Serum peptide signatures for pancreatic cancer based on mass spectrometry: a comparison to CA19-9 levels and routine imaging techniques

Affiliations
Comparative Study

Serum peptide signatures for pancreatic cancer based on mass spectrometry: a comparison to CA19-9 levels and routine imaging techniques

Berit Velstra et al. J Cancer Res Clin Oncol. 2015 Mar.

Abstract

Purpose: The detection of pancreatic tumors lacks a sensitive and specific diagnostic tool. Mass spectrometry (MS)-based profiling of serum proteins is a promising approach for discovery of new clinical biomarkers or biomarker signatures.

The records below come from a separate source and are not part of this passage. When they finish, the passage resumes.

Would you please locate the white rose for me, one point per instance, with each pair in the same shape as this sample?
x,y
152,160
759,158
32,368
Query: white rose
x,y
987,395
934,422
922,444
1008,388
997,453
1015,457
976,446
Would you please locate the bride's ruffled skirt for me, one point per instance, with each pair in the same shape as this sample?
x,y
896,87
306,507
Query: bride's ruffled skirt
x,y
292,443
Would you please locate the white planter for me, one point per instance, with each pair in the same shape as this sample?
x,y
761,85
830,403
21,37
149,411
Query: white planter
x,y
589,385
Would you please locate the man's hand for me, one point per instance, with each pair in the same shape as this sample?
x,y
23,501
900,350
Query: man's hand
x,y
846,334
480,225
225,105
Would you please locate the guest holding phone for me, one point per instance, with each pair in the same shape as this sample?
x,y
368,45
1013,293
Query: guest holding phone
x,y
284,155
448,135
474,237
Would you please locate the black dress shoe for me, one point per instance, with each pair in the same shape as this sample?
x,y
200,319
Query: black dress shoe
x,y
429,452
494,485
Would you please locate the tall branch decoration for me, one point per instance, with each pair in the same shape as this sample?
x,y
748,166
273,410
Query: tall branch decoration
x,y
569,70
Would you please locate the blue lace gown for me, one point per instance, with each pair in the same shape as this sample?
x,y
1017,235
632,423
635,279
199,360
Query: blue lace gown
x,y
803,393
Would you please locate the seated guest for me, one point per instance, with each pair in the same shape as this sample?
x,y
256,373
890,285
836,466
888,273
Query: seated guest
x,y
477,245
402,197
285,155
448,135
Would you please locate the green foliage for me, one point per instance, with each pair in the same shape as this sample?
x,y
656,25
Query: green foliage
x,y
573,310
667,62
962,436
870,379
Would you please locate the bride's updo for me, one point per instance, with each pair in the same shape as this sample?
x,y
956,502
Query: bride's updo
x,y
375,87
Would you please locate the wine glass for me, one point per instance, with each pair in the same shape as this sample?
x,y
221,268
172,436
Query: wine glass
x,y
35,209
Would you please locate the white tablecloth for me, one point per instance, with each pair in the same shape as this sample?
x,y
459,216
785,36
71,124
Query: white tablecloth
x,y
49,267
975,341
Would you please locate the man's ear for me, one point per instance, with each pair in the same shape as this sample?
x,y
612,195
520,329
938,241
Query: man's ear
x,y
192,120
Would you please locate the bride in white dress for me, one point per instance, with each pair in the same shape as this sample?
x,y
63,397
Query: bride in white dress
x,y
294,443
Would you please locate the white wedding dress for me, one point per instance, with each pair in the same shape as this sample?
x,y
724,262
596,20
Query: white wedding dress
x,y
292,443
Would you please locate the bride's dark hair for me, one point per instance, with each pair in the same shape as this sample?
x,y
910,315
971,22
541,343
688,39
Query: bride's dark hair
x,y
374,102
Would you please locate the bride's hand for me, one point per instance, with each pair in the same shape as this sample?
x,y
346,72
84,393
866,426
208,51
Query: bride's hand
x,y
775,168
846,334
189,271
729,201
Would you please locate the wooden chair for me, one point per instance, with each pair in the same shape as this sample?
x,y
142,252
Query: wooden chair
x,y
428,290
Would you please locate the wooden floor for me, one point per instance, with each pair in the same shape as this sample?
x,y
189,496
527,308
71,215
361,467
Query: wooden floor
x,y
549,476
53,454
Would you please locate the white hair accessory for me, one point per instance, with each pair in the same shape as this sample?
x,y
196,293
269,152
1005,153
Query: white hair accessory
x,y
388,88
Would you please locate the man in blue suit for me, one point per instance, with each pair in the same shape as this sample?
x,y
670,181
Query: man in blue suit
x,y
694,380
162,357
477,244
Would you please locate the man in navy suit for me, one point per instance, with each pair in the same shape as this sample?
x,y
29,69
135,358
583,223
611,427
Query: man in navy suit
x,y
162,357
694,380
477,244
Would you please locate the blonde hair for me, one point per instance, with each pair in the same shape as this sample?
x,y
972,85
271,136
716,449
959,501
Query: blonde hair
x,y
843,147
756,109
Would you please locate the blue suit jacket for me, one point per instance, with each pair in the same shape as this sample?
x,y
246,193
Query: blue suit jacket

Methods: Serum samples from pancreatic cancer (PC) patients and control individuals were collected and processed using a standardized protocol. Samples were divided in a calibration set (n = 49 PC and 110 controls) and a validation set (n = 39 PC and 75 controls). Peptide profiles were obtained using a combination of automated solid-phase extraction with reversed-phase C18 paramagnetic beads and matrix-assisted laser desorption ionization time-of-flight MS.

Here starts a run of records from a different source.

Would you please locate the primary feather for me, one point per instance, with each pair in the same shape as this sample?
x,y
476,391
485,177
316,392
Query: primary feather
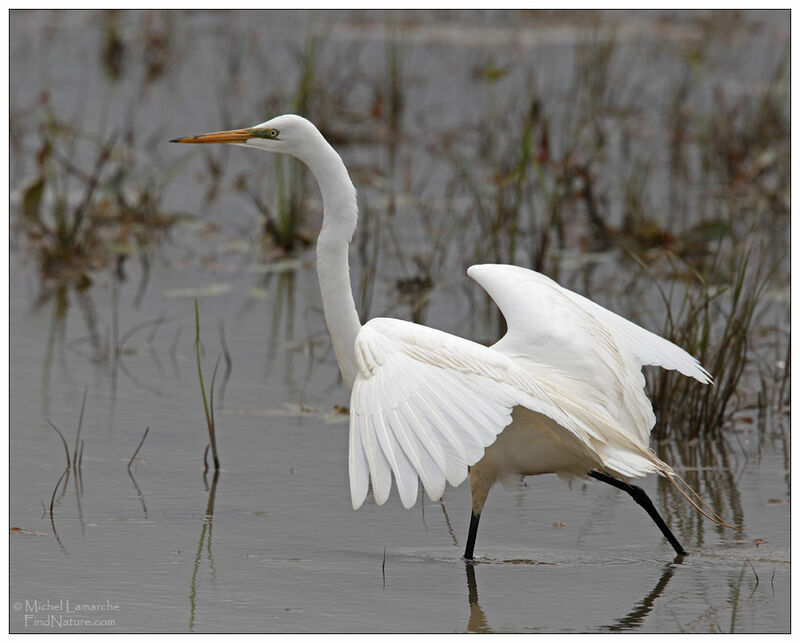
x,y
427,405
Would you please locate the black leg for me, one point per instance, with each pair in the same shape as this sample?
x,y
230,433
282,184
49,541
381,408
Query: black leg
x,y
641,498
473,533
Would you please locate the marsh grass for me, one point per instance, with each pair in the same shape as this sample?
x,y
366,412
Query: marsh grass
x,y
84,209
208,401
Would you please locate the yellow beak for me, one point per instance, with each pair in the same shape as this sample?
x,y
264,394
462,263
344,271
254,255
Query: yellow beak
x,y
229,136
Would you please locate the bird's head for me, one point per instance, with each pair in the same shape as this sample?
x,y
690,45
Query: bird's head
x,y
287,134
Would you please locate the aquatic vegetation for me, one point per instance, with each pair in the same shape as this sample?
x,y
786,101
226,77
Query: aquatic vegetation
x,y
208,401
78,216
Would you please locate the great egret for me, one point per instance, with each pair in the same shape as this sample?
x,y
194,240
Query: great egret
x,y
562,392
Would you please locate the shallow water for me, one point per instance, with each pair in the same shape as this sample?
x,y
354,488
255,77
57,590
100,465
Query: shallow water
x,y
272,544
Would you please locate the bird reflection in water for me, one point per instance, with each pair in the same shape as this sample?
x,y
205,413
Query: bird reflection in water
x,y
478,623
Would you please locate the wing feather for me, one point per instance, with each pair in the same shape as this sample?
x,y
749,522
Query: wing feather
x,y
426,404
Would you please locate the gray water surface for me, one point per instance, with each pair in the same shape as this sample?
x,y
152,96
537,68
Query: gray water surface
x,y
272,544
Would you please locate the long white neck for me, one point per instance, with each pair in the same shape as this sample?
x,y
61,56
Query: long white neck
x,y
340,212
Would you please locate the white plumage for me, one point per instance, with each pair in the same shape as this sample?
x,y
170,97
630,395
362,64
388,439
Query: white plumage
x,y
562,392
427,404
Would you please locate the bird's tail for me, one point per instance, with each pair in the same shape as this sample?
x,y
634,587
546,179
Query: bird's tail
x,y
685,489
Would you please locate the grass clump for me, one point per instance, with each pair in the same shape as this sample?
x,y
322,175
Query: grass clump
x,y
713,322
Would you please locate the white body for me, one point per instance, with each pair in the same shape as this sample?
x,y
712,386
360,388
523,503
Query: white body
x,y
562,392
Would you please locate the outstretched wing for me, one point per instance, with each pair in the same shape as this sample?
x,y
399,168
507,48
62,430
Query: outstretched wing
x,y
580,339
426,404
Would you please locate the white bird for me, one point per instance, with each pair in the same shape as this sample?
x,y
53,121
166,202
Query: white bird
x,y
562,392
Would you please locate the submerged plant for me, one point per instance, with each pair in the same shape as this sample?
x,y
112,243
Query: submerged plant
x,y
713,322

Results: Linear discriminant analysis with double cross-validation resulted in a discriminating peptide signature for PC in the calibration set with a sensitivity of 78 % and a specificity of 91 % [area under the curve (AUC) of 92 %]. Classification was validated with a sensitivity of 93 % and a specificity of 100 % (AUC of 98 %), and the results were compared with carbohydrate antigen 19-9 levels and currently available clinical imaging techniques. The ten most discriminating peptide peaks were identified as fragments of proteins involved in the clotting cascade, acute phase response and immunologic response.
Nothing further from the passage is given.